For patients originally randomized to placebo in Part 1 of the trial who later crossed over to pimicotinib (n=31), outcomes were similarly positive. After a median of 8.5 months of pimicotinib therapy, these patients achieved ORRs of 64.5% both by BIRC per RECIST v1.1 and by TVS, confirming robust efficacy even after delayed initiation of treatment.
A Promising Step Toward Transforming TGCT Care
“These long-term data reinforce pimicotinib’s potential to transform the treatment paradigm for TGCT,”
said Dr. Victoria Zazulina, Head of Development Unit, Oncology, for the Healthcare business of Merck KGaA, Darmstadt, Germany.

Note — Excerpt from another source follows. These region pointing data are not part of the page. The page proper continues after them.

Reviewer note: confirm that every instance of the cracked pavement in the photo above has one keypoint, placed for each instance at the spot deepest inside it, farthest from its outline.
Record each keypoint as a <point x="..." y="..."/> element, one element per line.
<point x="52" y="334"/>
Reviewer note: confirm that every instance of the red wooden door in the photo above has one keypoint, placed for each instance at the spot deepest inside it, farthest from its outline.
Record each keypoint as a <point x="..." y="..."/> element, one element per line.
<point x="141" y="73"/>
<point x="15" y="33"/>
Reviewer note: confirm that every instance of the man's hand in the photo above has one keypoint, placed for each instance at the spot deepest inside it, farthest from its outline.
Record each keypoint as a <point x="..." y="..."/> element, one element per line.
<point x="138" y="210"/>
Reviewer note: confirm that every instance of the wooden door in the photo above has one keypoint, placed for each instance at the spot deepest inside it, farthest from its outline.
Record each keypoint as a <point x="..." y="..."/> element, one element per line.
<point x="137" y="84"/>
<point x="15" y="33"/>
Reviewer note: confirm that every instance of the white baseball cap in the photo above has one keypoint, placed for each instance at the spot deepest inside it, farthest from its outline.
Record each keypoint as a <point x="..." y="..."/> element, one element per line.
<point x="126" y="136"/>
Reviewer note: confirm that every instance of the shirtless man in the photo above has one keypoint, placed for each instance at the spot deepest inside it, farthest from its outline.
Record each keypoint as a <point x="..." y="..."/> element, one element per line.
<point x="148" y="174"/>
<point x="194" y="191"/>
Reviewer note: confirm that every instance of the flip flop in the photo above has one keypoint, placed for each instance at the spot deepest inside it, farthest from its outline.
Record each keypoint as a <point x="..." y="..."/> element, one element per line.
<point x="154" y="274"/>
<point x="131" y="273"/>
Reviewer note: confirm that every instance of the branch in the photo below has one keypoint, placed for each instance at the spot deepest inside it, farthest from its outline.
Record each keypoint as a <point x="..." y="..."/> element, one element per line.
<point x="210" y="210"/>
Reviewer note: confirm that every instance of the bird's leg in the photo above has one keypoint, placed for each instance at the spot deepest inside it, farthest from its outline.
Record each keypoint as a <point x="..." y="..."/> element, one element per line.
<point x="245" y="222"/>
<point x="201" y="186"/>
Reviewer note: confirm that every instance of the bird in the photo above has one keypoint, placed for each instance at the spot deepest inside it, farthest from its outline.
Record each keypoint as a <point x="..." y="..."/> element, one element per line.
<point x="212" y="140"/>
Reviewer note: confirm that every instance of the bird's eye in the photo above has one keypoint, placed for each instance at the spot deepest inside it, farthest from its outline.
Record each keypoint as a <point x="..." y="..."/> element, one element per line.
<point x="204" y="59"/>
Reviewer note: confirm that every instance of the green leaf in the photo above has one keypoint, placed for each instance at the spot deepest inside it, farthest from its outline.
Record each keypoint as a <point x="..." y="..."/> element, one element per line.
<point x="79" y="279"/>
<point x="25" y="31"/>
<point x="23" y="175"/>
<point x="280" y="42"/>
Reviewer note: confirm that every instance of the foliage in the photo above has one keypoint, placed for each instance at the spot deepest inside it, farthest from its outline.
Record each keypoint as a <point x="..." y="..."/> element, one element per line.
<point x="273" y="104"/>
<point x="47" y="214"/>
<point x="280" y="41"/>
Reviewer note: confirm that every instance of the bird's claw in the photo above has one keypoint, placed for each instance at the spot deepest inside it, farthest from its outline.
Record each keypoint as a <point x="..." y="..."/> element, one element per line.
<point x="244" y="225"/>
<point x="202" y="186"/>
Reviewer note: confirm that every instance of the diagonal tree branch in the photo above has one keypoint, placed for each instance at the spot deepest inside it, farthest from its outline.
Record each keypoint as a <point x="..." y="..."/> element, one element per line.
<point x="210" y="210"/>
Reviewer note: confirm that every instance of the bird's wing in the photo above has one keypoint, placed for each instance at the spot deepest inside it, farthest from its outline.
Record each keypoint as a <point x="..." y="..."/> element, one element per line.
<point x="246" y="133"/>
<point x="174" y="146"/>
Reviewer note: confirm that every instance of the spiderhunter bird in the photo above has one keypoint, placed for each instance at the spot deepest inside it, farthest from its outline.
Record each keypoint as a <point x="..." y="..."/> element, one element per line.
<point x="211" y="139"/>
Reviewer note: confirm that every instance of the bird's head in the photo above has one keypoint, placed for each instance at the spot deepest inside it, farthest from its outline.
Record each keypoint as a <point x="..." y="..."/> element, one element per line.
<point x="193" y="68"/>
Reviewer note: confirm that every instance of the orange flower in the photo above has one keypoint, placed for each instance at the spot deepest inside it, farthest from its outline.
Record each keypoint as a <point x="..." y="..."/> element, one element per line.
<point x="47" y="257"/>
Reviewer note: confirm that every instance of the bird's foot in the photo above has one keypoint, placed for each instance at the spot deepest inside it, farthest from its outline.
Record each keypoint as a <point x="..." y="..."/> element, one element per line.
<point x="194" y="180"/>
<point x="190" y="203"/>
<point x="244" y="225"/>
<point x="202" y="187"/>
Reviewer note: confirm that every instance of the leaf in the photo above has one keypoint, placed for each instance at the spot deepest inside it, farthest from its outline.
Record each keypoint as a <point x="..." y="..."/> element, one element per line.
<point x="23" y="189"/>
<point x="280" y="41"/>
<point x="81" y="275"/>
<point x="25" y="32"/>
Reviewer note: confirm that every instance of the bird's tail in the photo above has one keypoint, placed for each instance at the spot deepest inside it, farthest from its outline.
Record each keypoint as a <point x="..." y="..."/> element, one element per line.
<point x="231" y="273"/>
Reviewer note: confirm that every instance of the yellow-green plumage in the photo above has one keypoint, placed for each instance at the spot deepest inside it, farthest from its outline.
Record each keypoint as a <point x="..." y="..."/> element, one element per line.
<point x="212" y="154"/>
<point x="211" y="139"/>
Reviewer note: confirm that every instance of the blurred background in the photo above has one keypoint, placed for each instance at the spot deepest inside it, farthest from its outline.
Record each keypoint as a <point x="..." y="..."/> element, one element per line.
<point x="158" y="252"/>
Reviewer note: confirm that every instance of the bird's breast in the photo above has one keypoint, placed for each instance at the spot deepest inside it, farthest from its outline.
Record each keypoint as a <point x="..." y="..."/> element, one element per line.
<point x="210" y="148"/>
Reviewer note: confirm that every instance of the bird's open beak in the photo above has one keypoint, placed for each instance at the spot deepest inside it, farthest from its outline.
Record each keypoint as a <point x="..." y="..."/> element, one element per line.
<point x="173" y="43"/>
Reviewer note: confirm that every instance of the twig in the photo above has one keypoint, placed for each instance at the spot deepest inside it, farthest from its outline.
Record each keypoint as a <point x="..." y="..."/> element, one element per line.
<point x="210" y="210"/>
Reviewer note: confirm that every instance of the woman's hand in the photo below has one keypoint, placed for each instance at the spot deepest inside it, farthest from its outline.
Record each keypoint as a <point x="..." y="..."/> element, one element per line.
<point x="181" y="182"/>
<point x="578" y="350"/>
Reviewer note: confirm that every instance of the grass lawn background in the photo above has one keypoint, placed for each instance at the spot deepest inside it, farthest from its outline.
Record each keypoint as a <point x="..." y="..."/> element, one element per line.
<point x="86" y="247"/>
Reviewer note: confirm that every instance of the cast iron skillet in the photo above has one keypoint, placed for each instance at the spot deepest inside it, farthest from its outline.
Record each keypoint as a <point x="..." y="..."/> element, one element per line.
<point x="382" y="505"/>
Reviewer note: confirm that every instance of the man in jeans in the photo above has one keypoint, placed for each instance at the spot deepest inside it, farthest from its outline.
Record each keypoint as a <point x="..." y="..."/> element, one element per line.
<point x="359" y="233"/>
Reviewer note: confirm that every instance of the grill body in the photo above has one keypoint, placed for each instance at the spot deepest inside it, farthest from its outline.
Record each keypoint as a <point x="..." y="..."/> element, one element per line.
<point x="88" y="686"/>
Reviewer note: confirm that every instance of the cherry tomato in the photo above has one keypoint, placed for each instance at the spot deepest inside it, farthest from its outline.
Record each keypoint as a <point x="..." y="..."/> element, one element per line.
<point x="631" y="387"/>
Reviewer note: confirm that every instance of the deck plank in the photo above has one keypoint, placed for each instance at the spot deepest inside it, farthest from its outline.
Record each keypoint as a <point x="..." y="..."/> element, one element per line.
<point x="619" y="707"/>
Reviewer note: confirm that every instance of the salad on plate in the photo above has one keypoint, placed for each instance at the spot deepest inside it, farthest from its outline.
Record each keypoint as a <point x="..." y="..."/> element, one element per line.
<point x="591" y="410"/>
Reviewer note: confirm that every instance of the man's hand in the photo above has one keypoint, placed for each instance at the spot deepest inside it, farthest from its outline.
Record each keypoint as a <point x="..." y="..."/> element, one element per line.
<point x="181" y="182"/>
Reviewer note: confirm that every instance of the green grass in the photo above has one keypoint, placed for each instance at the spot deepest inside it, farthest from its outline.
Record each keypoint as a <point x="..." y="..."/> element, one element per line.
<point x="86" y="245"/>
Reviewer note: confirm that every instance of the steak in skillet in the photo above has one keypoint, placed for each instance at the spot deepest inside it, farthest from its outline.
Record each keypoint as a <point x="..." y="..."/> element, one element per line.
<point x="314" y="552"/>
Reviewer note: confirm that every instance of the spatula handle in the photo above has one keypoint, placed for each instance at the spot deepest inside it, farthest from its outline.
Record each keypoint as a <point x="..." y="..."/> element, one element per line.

“This therapy is not only achieving significant and sustained tumor shrinkage but also helping patients regain physical function and live with less pain. These are meaningful outcomes that go beyond traditional endpoints.”
Dr. Zazulina emphasized that the global scope of the MANEUVER trial, spanning North America, Europe, and China, supports a broad understanding of pimicotinib’s performance across diverse populations.
“We are actively engaging with regulatory authorities worldwide,” she added, “to ensure that we can bring this important new treatment option to patients as soon as possible.”
Global Regulatory Progress and Next Steps
Abbisko Therapeutics, developer of pimicotinib, has already achieved key regulatory milestones.
The China National Medical Products Administration (NMPA) has formally accepted the marketing authorization application for pimicotinib as a Class 1 innovative drug for adult patients with TGCT.
Further regulatory submissions are planned in the United States, Europe, and additional markets, underscoring the therapy’s global significance and potential impact on clinical practice.
About Tenosynovial Giant Cell Tumor (TGCT)
TGCT is a rare, typically non-malignant tumor that originates in the synovial lining of joints, bursae, or tendon sheaths. Though benign, it can cause chronic pain, joint damage, and reduced mobility, often leading to significant physical and emotional burden.
Surgical removal remains the primary treatment, but recurrence rates are high, and many patients eventually require systemic therapy to manage symptoms and prevent disease progression.
About Pimicotinib
Pimicotinib is an investigational, highly selective CSF-1R inhibitor that targets the biological pathway responsible for the proliferation of macrophages that drive TGCT tumor growth. By blocking CSF-1R signaling, pimicotinib aims to reduce tumor volume, relieve symptoms, and preserve joint function.